След памяти | страница 44
— Вы хотите испугать меня, Алан? Не могу сказать точно, но, кажется, сон был довольно глубокий. Боже, как мне хотелось бы не проводить эту ночь здесь! В Рице у меня не было никаких кошмаров. — Он задумчиво отхлебнул горячий кофе. — Так вот о чем говорил тогда Риггс. Многие из членов отряда видят эти ужасы?
— Сам Риггс не видит, но больше половины остальных — да. И, конечно, Беатриса Далл. Я вижу их уже почти три месяца. По существу, это все одно и то же повторяющееся сновидение. — Бодкин говорил медленным неторопливым голосом, мягко, в отличие от своей обычной резкой и грубоватой манеры, как если бы Керанс стал членом избранной группы, к которой принадлежал и сам Бодкин. — Вы держались очень долго, Роберт, и это свидетельствует о прочности фильтров вашего сознания. Мы все даже удивлялись, ожидая, когда же вы сдадитесь. — Он улыбнулся Керансу. — В переносном смысле, конечно. Я никогда не обсуждал содержание этих кошмаров с остальными. Кроме Хардмана, конечно. Бедный парень, сны полностью овладели им! — В раздумье он добавил: — Вы обратили внимание на ваш пульс? Пластинка на проигрывателе в каюте Хардмана была с записью биения его собственного сердца. Я надеялся таким образом вызвать кризис. Но не думайте, что я сознательно отправил его в эти джунгли!
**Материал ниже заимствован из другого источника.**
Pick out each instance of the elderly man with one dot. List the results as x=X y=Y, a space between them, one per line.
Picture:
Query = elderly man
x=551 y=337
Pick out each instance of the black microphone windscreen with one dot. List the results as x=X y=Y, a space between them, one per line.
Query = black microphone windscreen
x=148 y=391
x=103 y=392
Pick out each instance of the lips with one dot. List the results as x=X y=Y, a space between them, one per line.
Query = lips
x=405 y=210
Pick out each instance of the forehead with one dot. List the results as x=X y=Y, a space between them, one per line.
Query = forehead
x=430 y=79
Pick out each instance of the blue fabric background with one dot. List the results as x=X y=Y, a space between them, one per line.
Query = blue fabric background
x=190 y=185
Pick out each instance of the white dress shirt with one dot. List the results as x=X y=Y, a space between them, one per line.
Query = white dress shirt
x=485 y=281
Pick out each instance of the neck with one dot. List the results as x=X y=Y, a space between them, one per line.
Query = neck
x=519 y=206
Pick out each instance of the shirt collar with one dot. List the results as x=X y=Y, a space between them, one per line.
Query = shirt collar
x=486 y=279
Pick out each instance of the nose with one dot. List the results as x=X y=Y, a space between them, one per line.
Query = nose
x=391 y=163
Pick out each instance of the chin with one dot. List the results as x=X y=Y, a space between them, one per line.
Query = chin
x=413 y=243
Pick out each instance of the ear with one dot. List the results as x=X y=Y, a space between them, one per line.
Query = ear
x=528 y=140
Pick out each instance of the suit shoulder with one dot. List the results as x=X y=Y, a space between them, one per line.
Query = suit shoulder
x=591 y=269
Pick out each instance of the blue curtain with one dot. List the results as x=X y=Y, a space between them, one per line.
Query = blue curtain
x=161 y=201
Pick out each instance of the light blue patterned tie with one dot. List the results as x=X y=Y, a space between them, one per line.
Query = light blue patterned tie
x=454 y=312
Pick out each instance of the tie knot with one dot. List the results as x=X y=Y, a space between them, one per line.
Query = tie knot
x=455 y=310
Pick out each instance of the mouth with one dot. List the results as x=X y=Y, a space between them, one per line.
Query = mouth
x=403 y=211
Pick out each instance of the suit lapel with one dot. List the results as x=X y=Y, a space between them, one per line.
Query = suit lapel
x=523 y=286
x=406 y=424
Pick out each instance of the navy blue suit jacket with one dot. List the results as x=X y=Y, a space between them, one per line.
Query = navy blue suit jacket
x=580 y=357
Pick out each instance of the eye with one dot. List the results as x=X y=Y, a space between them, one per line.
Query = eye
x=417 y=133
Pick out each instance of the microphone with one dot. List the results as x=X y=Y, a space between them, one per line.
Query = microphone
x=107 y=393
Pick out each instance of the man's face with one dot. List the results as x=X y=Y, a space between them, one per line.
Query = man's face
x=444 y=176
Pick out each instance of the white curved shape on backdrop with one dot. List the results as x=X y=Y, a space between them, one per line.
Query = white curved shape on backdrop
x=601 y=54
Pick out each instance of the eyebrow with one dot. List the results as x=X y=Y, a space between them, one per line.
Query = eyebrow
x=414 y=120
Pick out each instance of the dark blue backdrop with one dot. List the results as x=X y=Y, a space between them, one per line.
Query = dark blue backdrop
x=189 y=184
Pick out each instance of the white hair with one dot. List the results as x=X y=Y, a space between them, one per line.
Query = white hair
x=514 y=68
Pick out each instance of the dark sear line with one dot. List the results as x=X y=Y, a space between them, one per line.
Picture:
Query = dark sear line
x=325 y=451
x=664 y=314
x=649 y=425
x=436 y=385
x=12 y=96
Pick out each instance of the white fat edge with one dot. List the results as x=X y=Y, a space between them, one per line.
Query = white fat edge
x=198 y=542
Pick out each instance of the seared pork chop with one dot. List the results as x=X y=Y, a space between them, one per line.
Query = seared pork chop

Херанс кивнул и взглянул через окно на полукруглый корпус базы, слегка покачивавшейся неподалеку На верхней палубе у перил неподвижно застыл Дейли, пилот вертолета, пристально глядя на прохладную утреннюю воду. Возможно, он тоже только что очнулся от того же коллективного сна, и его глаза все еще видели оливково-зеленую лагуну, залитую светом огромного древнего солнца. Стоило Керансу перевести взгляд в полутьму каюты, как он вновь увидел ту же картину. В ушах его продолжали отдаваться пульсирующие звуки солнечного барабана над водой. Но теперь, пережив первый страх, он уже находил в его ритмах что-то успокаивающее, что-то ободряющее, как собственное сердцебиение, хотя огромные ящеры были все же ужасны.
Он вспомнил игуан, лающих и лениво ползающих по ступеням музея. Различие между скрытым и явным содержанием сна перестало иметь значение, так же, как и разница между действительностью и сном. Фантомы из видений незаметно перешли в реальность, воображаемый и истинный ландшафты теперь стали неразличимы, как если бы это были Хиросима, и Освенцим, Голгофа и Гоморра.
Скептически подумав о лекарствах, он сказал Бодкину.
— Лучше дайте мне будильник Хардмана, Алан. Или напомните, чтобы я принял на ночь фенобарбитон.